The energy industry is transforming not only in terms of resources but also technology. New resources and generation technologies have emerged both in renewables and fossil fuels, according to Murat Kaya, Director of the Energy Technologies and Management Program (ETM) of Sabanci University. Costs of key technologies such as photovoltaic (PV) solar panels and lithium-ion (Li-ion) batteries are rapidly decreasing, as well as the share of electricity gradually declining in end-use fields such as transportation and heat generation.

Thus, flexibility and resilience of electricity networks become important in order to better evaluate renewables, and energy storage technologies become prominent at the same time. “That’s why digitalization, data analytics, and artificial intelligence (AI) solutions are being implemented at many stages of energy and electricity supply chains,” says Kaya. The technologies toward energy efficiency and reduction of greenhouse emissions also attract increasing interest, according to him. Hydrogen takes the stage with the potential to trigger the great transformation in many fields of energy.

In light of these developments, sector leaders should ‘keep their radars open’ and evaluate new technologies in terms of the uncertainties they bring with them and positions on the maturity curve. “Some of them are already in use, while others have recently been put into practice, or they are at the laboratory stage and may never be used on a large scale,” Kaya says. “Visionary executives should seriously think about how to affect the sector in terms of manner, speed and possibility,” he added.

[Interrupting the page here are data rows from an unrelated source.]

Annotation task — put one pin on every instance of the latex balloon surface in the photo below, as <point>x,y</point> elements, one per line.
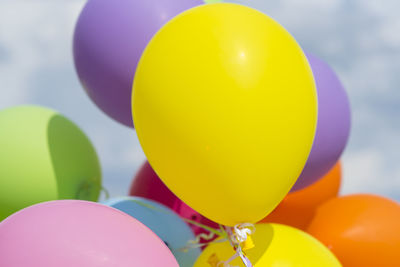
<point>298,208</point>
<point>44,156</point>
<point>333,126</point>
<point>67,233</point>
<point>147,184</point>
<point>362,230</point>
<point>225,104</point>
<point>275,245</point>
<point>168,226</point>
<point>109,39</point>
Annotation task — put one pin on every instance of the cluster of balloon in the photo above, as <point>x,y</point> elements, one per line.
<point>109,39</point>
<point>79,233</point>
<point>147,184</point>
<point>298,208</point>
<point>230,105</point>
<point>164,223</point>
<point>44,156</point>
<point>362,230</point>
<point>275,245</point>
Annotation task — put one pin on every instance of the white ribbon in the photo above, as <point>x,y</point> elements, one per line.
<point>241,231</point>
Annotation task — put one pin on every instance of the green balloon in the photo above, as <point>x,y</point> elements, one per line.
<point>44,156</point>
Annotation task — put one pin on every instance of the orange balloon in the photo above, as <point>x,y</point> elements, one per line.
<point>361,230</point>
<point>298,208</point>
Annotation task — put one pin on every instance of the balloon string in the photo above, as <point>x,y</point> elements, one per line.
<point>237,236</point>
<point>106,193</point>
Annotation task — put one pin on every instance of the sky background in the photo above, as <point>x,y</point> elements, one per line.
<point>360,39</point>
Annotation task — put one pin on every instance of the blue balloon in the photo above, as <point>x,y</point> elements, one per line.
<point>163,222</point>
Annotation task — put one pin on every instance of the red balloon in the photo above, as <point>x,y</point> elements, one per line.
<point>147,184</point>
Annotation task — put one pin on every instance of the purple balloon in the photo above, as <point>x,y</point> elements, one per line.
<point>333,125</point>
<point>109,39</point>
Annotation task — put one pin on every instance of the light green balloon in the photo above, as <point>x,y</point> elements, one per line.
<point>44,156</point>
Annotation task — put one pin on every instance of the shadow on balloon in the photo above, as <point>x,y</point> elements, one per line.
<point>70,165</point>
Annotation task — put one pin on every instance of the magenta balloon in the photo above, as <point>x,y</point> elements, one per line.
<point>333,125</point>
<point>147,184</point>
<point>67,233</point>
<point>110,37</point>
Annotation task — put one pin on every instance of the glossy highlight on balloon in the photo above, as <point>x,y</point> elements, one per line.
<point>224,103</point>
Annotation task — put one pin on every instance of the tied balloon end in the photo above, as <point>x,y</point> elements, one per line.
<point>240,240</point>
<point>248,244</point>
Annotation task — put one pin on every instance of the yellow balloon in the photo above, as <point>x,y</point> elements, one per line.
<point>224,104</point>
<point>276,245</point>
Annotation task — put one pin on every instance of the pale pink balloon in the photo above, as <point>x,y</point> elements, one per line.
<point>67,233</point>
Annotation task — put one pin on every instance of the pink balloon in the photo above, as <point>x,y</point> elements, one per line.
<point>67,233</point>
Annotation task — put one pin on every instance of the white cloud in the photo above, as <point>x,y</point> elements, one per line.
<point>359,38</point>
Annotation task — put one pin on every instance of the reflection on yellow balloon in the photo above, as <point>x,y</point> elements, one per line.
<point>225,108</point>
<point>276,245</point>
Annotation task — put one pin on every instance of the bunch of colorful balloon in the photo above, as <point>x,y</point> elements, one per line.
<point>244,129</point>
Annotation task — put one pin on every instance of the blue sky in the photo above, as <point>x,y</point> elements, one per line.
<point>359,38</point>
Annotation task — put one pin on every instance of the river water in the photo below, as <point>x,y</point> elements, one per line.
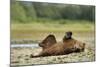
<point>25,45</point>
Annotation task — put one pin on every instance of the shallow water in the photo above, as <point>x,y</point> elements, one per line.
<point>25,45</point>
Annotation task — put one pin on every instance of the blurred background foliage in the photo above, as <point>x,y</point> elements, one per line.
<point>23,12</point>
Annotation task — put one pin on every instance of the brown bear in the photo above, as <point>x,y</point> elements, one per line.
<point>53,48</point>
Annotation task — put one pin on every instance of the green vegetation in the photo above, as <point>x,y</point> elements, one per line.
<point>25,12</point>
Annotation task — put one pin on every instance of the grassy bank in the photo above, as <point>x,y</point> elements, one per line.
<point>38,30</point>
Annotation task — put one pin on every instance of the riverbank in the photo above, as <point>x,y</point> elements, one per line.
<point>21,56</point>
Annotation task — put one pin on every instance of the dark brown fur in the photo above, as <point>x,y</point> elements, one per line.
<point>60,48</point>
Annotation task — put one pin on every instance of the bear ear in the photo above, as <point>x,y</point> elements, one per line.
<point>51,39</point>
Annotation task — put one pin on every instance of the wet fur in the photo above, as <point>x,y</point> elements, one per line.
<point>60,48</point>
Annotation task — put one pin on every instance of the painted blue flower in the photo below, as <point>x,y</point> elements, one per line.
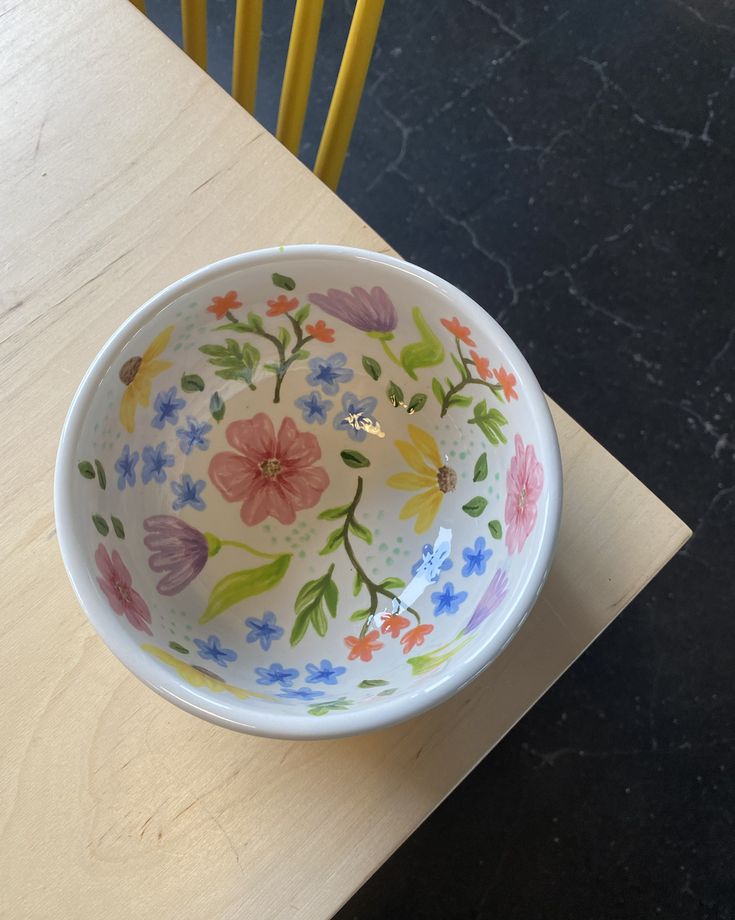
<point>356,417</point>
<point>125,466</point>
<point>193,435</point>
<point>324,672</point>
<point>303,693</point>
<point>475,560</point>
<point>329,373</point>
<point>277,674</point>
<point>155,461</point>
<point>314,408</point>
<point>427,551</point>
<point>167,407</point>
<point>188,492</point>
<point>447,600</point>
<point>212,650</point>
<point>264,631</point>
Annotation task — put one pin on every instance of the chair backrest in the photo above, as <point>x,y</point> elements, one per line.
<point>299,67</point>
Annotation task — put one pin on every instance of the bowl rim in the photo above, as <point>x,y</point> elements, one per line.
<point>295,726</point>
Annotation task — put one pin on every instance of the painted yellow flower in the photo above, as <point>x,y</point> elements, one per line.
<point>431,478</point>
<point>198,676</point>
<point>137,374</point>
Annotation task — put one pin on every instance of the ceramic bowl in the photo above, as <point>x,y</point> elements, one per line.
<point>308,491</point>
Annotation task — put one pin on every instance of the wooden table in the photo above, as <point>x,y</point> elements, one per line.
<point>125,167</point>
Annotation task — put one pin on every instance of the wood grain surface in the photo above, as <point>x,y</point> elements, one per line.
<point>124,167</point>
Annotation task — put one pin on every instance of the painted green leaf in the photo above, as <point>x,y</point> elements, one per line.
<point>283,281</point>
<point>395,394</point>
<point>425,353</point>
<point>490,422</point>
<point>323,709</point>
<point>319,621</point>
<point>101,477</point>
<point>302,314</point>
<point>217,407</point>
<point>475,506</point>
<point>192,383</point>
<point>247,583</point>
<point>333,514</point>
<point>354,459</point>
<point>309,606</point>
<point>117,527</point>
<point>360,531</point>
<point>480,468</point>
<point>417,403</point>
<point>101,524</point>
<point>371,367</point>
<point>331,597</point>
<point>334,541</point>
<point>86,469</point>
<point>438,390</point>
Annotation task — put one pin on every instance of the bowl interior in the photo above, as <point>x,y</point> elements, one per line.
<point>308,484</point>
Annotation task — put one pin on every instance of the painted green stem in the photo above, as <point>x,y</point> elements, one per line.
<point>373,589</point>
<point>466,381</point>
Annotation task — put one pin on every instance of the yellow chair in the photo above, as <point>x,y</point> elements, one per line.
<point>299,67</point>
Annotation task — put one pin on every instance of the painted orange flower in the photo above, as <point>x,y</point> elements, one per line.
<point>481,364</point>
<point>363,648</point>
<point>431,478</point>
<point>457,329</point>
<point>281,304</point>
<point>221,305</point>
<point>507,382</point>
<point>393,623</point>
<point>321,332</point>
<point>137,374</point>
<point>415,636</point>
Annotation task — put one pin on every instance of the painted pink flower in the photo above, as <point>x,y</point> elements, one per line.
<point>272,475</point>
<point>369,312</point>
<point>177,549</point>
<point>525,480</point>
<point>490,600</point>
<point>118,587</point>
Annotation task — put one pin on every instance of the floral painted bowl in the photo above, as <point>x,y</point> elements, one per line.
<point>308,491</point>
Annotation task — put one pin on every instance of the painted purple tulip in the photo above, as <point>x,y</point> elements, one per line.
<point>177,549</point>
<point>369,312</point>
<point>490,600</point>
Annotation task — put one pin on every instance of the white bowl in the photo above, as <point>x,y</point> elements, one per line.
<point>308,491</point>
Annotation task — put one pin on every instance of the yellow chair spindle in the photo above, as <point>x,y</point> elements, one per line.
<point>347,91</point>
<point>297,76</point>
<point>194,27</point>
<point>246,55</point>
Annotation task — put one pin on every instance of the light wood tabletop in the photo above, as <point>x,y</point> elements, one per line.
<point>124,168</point>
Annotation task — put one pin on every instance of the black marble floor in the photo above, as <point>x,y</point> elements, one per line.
<point>571,165</point>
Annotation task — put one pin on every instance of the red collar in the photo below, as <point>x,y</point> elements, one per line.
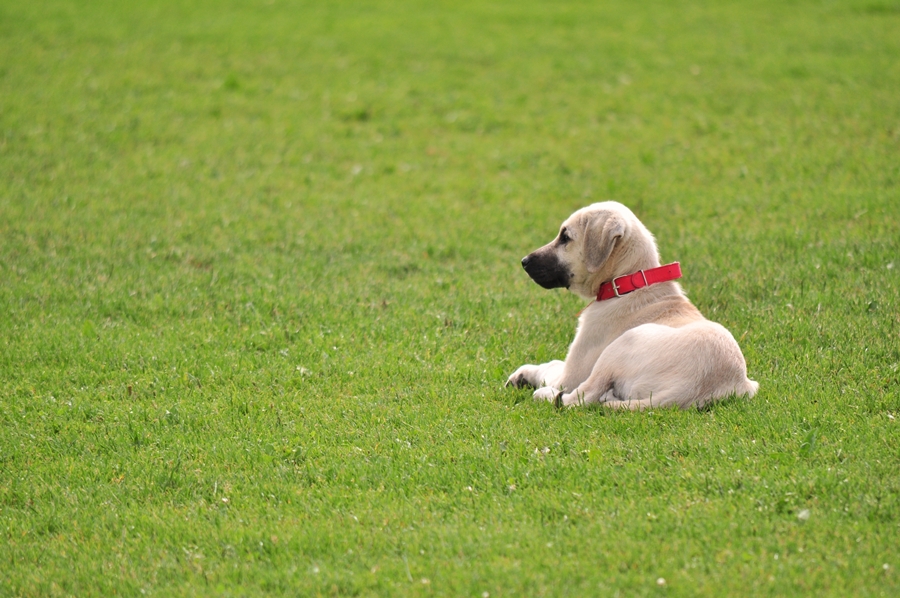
<point>642,278</point>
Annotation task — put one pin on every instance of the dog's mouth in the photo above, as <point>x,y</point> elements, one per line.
<point>547,270</point>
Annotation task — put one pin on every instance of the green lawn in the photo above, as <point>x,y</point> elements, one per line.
<point>260,291</point>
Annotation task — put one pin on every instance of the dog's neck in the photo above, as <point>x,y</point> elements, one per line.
<point>628,283</point>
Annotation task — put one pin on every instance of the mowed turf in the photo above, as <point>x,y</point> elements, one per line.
<point>260,291</point>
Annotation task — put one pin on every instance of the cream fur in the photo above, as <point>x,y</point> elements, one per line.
<point>649,348</point>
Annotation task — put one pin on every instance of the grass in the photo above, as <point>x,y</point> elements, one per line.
<point>260,293</point>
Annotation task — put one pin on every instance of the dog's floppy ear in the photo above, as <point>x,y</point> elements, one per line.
<point>600,238</point>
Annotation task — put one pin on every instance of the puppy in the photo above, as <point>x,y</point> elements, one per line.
<point>640,343</point>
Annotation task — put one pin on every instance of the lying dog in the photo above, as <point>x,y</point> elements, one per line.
<point>640,343</point>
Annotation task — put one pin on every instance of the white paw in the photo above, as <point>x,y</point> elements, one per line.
<point>547,393</point>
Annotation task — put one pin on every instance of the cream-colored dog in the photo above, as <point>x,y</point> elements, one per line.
<point>640,343</point>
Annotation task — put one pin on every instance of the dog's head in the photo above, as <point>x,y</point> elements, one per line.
<point>595,244</point>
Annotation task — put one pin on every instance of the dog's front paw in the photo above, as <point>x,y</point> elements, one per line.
<point>522,377</point>
<point>547,393</point>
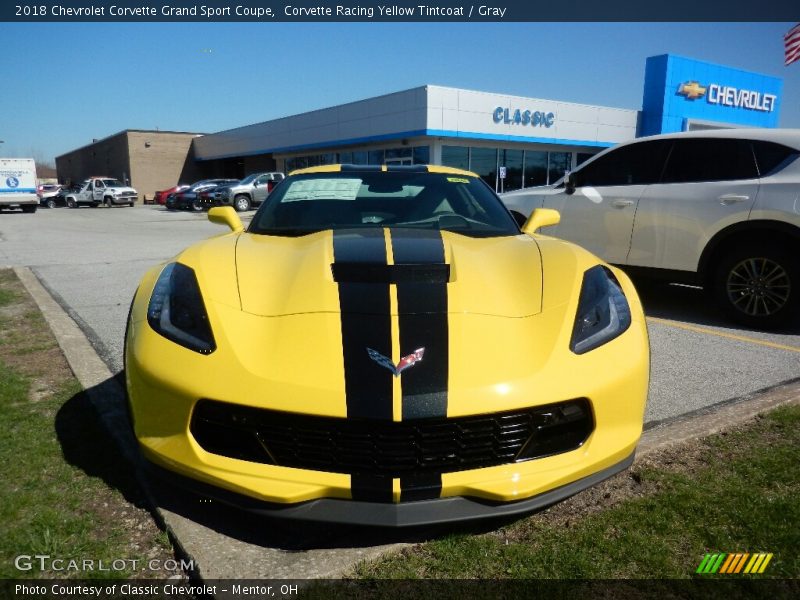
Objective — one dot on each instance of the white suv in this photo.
(720, 208)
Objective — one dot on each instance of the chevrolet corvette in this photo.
(386, 346)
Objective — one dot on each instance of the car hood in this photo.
(500, 276)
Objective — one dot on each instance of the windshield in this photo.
(311, 202)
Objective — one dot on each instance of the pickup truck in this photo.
(102, 190)
(18, 184)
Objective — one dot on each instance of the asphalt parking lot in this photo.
(92, 259)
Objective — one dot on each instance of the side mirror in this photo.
(541, 217)
(569, 183)
(225, 215)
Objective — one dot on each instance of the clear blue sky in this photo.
(68, 83)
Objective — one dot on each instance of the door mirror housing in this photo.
(226, 215)
(541, 217)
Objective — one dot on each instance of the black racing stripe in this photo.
(420, 486)
(423, 324)
(371, 488)
(367, 273)
(346, 168)
(407, 168)
(366, 323)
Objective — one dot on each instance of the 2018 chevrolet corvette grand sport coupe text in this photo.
(386, 346)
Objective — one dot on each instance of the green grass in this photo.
(740, 495)
(61, 473)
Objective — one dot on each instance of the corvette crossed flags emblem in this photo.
(405, 363)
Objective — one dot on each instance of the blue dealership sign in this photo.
(680, 90)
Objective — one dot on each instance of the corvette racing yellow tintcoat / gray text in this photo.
(387, 346)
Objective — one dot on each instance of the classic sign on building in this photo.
(523, 117)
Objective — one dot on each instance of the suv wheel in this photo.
(241, 203)
(758, 286)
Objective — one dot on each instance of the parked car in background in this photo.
(161, 197)
(48, 195)
(249, 192)
(102, 190)
(187, 198)
(718, 208)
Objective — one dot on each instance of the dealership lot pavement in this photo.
(92, 259)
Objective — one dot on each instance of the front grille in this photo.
(360, 446)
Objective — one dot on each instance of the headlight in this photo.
(603, 311)
(177, 312)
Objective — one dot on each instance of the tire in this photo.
(241, 203)
(758, 286)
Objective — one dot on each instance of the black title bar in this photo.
(268, 11)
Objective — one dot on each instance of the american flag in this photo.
(791, 43)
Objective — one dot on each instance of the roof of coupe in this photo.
(384, 346)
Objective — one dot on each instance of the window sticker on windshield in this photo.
(322, 189)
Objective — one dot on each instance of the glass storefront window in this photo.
(559, 163)
(512, 161)
(484, 163)
(535, 168)
(455, 156)
(398, 153)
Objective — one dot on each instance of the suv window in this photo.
(635, 164)
(714, 159)
(772, 157)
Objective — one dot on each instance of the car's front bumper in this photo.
(437, 511)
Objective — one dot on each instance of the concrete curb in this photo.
(234, 558)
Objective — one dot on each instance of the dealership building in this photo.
(510, 141)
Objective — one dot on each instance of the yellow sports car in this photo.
(386, 346)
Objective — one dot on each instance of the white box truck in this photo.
(18, 184)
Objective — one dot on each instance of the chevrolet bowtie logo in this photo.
(692, 90)
(405, 363)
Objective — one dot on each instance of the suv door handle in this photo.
(732, 199)
(621, 203)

New technologies don’t forget to create new business lines in the energy industry. Data analytics, digitalization, AI and optimization approaches will be influential in the energy industry as they are in other sectors. In this context, net-zero emission, energy efficiency, new finance models and advanced technology consulting are among the new business lines in the sector, according to Kaya. A multidimensional perspective and learning to learn stand out as the most required skills in the labor force in the sector, he says.

“In order to develop effective solutions to the complex problems faced by the energy industry, taking a different approach is a must in areas such as engineering, science, operations, financing, the environment, legislation and the broader society. Specialization in individual areas isn’t enough. It’s necessary to speak with other specialists in their languages,” says Kaya, stressing that one executive with an engineering background will miss such as project financing, energy markets or legislation, while the other with a finance background can have difficulties in understanding of risks and potential of new energy technologies or operation principles of power stations.

Sabanci University’s ETM Program is designed to bridge these gaps. The ETM targets both current executives and executive candidates. “We should continuously learn as the education we receive starts to become old before we graduate,” says Kaya. The right definition of the new problems to be faced, linking with relevant fields, research from valid resources, asking the right questions to the right specialists and creating implementable solutions as a result of them are important, he adds.

Problem solving skills come knocking on our door. In terms of the hydrogen economy for instance, chemistry, production technologies such as electrolysis, combustion behavior and fuel cell operation principles must be understood in order to carry out a proper evaluation of hydrogen’s potential usage, such as energy storage, heat generation and fuel cell electric vehicles. But as Kaya says, these aren’t enough. The cost structures of hydrogen supply chains, viewpoints of producer and user candidate companies and financial institutions, operational and environmental risks, and relevant government policies should be taken into account.